About Paulo Coelho
Paulo Coelho received an “Honorary Award” from the city of Odense in 2007 and became the first recipient of an award that would be named the Hans Christian Andersen Literature Award in 2010. He is a member of the Brazilian Academy of Letters and a United Nations Messenger of Peace.
Paulo Coelho de Souza (born in 1947) is a Brazilian lyricist and novelist and the recipient of numerous international awards. He is one of the bestselling and most influential authors in the world, having sold more than 65 million copies in 59 languages.
Coelho has written and published 30 books, including collections of essays. Some of his best-known novels are By the River Piedra I Sat Down and Wept, The Fifth Mountain, Veronika Decides to Die, The Devil and Miss Prym, Warrior of the Light: A Manual, The Zahir, and Eleven Minutes.
As a child, Coelho dreamed of becoming a writer, but his parents were shocked by the idea. His road to a career as a full-time writer has carried him to a mental hospital and law school, then on a pilgrimage across three continents. On his journey, he has worked as an actor, stage director, journalist, and rock lyricist, and he was tortured by a Brazilian paramilitary group in 1974.
A life-changing epiphany occurred when Coelho met a stranger in an Amsterdam café, who convinced him to make the traditional Roman Catholic pilgrimage to Santiago de Compostela in northwestern Spain. Coelho did so in 1986. The broad outlines of his experience can be read in his best-known work, The Alchemist. Coelho decided to follow his dream and become a writer.
Describing his intention as a writer, Coelho has said, “I believe in the concept of ‘anima mundi’ (soul of the world), where each person, through total dedication to what he does, comes into contact with the inspiration of the universe.”

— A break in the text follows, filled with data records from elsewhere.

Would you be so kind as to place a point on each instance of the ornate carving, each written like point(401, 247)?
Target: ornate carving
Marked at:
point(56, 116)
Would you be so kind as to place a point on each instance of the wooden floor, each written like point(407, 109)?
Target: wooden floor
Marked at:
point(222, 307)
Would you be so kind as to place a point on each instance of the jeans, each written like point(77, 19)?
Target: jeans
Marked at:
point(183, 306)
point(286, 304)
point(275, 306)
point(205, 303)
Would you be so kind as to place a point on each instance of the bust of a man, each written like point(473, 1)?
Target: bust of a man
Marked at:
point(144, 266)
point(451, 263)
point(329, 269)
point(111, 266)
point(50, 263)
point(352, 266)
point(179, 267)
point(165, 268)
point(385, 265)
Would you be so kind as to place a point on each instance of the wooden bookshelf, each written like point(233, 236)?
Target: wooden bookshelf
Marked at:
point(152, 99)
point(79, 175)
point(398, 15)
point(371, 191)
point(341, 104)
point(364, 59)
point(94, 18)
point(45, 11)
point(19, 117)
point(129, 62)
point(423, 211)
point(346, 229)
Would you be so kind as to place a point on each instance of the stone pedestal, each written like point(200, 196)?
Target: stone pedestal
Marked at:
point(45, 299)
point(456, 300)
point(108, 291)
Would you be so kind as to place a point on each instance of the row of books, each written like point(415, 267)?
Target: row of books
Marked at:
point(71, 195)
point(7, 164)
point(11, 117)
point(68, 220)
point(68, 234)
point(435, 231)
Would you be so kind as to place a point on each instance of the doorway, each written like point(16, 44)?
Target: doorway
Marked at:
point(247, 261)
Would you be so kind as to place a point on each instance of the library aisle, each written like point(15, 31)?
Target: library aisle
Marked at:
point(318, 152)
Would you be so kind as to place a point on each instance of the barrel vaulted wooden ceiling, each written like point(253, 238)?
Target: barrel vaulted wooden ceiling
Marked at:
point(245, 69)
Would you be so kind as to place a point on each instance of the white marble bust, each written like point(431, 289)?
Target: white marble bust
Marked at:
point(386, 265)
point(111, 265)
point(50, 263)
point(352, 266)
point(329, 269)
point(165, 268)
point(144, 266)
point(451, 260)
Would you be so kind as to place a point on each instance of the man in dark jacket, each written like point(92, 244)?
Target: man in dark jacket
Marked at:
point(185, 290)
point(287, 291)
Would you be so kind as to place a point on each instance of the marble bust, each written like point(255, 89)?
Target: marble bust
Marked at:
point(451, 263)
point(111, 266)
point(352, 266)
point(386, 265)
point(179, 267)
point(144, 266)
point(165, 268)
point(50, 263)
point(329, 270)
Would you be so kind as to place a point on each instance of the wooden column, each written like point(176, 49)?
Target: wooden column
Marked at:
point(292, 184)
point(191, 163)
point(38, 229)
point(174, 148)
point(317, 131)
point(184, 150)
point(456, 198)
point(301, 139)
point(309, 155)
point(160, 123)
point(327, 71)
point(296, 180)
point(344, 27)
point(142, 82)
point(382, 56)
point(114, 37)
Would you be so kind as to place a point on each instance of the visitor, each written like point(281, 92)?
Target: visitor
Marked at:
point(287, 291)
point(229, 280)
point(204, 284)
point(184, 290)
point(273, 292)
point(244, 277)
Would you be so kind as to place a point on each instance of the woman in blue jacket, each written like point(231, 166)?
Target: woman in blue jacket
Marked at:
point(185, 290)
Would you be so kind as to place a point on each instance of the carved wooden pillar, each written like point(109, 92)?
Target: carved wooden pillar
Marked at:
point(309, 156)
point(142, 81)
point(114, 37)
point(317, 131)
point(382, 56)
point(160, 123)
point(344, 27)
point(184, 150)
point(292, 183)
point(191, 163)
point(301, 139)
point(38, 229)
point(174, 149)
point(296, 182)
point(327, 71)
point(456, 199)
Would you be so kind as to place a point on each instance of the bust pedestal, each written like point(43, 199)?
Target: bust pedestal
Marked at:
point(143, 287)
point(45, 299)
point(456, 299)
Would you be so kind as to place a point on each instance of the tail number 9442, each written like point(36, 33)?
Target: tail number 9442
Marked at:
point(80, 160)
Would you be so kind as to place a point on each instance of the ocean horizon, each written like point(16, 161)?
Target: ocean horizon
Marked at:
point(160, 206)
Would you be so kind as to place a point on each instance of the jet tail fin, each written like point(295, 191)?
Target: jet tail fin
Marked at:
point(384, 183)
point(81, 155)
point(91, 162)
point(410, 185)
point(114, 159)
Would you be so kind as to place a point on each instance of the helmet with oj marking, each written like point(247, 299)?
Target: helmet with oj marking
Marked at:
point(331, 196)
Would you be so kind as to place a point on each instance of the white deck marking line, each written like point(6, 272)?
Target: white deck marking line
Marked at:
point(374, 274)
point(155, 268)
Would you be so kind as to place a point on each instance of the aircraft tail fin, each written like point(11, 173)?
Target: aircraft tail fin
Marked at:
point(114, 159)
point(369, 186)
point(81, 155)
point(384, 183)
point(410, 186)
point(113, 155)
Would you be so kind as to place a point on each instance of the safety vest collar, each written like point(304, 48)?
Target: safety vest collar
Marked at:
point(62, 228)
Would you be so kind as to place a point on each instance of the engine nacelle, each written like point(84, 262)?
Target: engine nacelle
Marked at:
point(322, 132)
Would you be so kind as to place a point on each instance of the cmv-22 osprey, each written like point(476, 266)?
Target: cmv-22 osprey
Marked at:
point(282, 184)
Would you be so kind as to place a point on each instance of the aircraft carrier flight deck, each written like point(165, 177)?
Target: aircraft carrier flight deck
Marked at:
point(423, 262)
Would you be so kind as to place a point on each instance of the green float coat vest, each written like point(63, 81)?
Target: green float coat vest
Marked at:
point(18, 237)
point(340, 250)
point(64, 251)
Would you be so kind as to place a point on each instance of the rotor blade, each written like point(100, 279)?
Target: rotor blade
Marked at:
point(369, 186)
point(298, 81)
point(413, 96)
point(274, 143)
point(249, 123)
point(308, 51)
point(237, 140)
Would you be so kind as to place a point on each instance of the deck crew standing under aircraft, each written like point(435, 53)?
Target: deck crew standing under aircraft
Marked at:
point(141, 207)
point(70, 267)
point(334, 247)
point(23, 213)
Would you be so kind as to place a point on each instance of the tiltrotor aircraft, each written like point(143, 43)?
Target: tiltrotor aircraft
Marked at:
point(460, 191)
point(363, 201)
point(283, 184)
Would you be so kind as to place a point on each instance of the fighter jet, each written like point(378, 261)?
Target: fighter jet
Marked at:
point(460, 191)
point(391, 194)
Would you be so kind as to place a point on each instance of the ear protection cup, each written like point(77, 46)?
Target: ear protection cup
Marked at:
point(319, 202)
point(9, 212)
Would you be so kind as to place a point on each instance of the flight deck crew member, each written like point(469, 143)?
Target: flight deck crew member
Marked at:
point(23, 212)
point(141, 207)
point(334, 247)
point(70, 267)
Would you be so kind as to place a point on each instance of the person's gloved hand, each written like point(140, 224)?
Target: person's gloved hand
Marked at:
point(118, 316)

It is a red thread that runs through much of his work, which uses symbols, dreams, and archetypes to convey simple but universal truths. His use of symbolic language is inspired by his involvement in the Roman Catholic church.
His mystical parables and spiritual musings tackle fundamental questions about the human condition and the dichotomies that are created by humankind’s dual nature: good and evil, joy and despair, light and dark. A typical Coelho plot narrates a quest in which an inexperienced hero discovers the meaning of life.
Often, they are deceptively simple stories of self-discovery and coming of age imbued with philosophical and mystical overtones. Coelho writes from the heart, straightforwardly attempting to touch the lives of his readers.